Avec sa bonhomie incessante, il veut en quelque sorte rassurer la présidente Aline Brousse (*), surtout inquiétée par la quantité de haschisch possédée. Aurait-on mis les mains sur un énième trafic de stupéfiants? Ce personnage originaire de l’Est est formel: il consomme des cannabinacées en faible quantité et uniquement le soir dans un but thérapeutique,
"Était-ce la période des soldes?"
« Il y a deux ans, j'ai eu un grave accident et je ne puis dormir depuis sans cette dépendance à la substance.
- Combien avez-vous payé chaque paquet, demande, méfiante, la magistrate?
- Une dizaine d'euros par unité.
- Était-ce la période des soldes? Car en général, c'est beaucoup plus cher. Ces sachets n'étaient-ils pas destinés plutôt à la revente avec un substantiel bénéfice?
- Je conteste toute intention de trafic. Je ne savais pas que cette détention de chanvre pouvait me conduire en prison. Ce soir-là, je me rendais chez un ami à Beausoleil. Je me suis simplement trompé de route à la bifurcation pour Monaco. Je n'ai rien à me reprocher. J'ai 33 ans et je travaille sur des chantiers en tant qu'ingénieur sous contrat et déclaré avec un salaire de 2.500 euros mensuel.
- Vous avez été condamné récemment pour violation de domicile avec menaces dans votre pays…
- Je ne savais pas que j'avais été jugé en 2024. »
Dès les réquisitions, la représentante du Parquet général n'observe aucune condition favorable pour le détenu. Car les faits reprochés relèvent bien d'une infraction à la législation. "Monsieur ment, conclut rigoureusement la procureure Christine Mutiloa. Il hausse les épaules aux questions des policiers et des sachets sont même découverts dans les poches du véhicule. Visiblement, le coupable était là à dessein pour faire du trafic. Il a d'ailleurs de très bons contacts niçois pour acheter le produit à bons prix. Outre des transactions, c'est aussi un consommateur régulier. Deux mois ferme plus une interdiction de territoire pendant cinq ans."
"Ni il ment, ni il cherche à dissimuler"
Dans sa plaidoirie, son avocat estime que la caractérisation des faits pour en faire une session n'est pas caractérisée. "Mon client, relate Me Robin Svara, a tout fait pour justifier son identité avec son passeport. S'il y a eu quelques battements entre les questions et réponses, c'est à cause de l'incompréhension de la langue. Ni il ment! Ni il cherche à dissimuler! Les quantités sont cohérentes avec une consommation personnelle. Seule la qualité du produit est douteuse. Ce qui explique le prix bien en deçà du tarif pratiqué. Le prévenu est venu en France pour gagner plus d'argent. Il n'a pas de casier…"

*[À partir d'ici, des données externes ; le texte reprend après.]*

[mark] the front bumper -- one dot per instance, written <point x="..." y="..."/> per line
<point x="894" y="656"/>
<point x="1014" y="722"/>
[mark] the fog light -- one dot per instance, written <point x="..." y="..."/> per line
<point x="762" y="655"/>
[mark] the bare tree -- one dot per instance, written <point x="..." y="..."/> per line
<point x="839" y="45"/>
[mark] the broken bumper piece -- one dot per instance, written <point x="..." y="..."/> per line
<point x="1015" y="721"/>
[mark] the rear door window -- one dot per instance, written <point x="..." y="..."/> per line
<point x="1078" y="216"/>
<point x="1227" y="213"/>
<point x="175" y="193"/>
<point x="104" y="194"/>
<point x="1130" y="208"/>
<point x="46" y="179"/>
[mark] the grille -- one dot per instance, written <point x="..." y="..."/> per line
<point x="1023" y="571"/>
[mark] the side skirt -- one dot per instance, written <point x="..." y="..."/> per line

Et de rajouter pour crédibiliser sa défense: "Quant à sa condamnation en Moldavie, où il est attendu, elle n'a rien à voir avec des stupéfiants. La sanction réclamée est sévère. Songez plutôt au sursis."
Au moment du jugement, le tribunal a requalifié les faits de trafic en détention pour consommation personnelle. Dès lors, la peine requise a été très allégée et le prévenu écope d'un mois avec sursis et d’une interdiction de territoire monégasque pendant un an. La procédure d'extradition ne devra, en aucun cas, excéder quarante jours après l'arrestation.
Assesseurs: Evelyne Husson et Cyrielle Colle.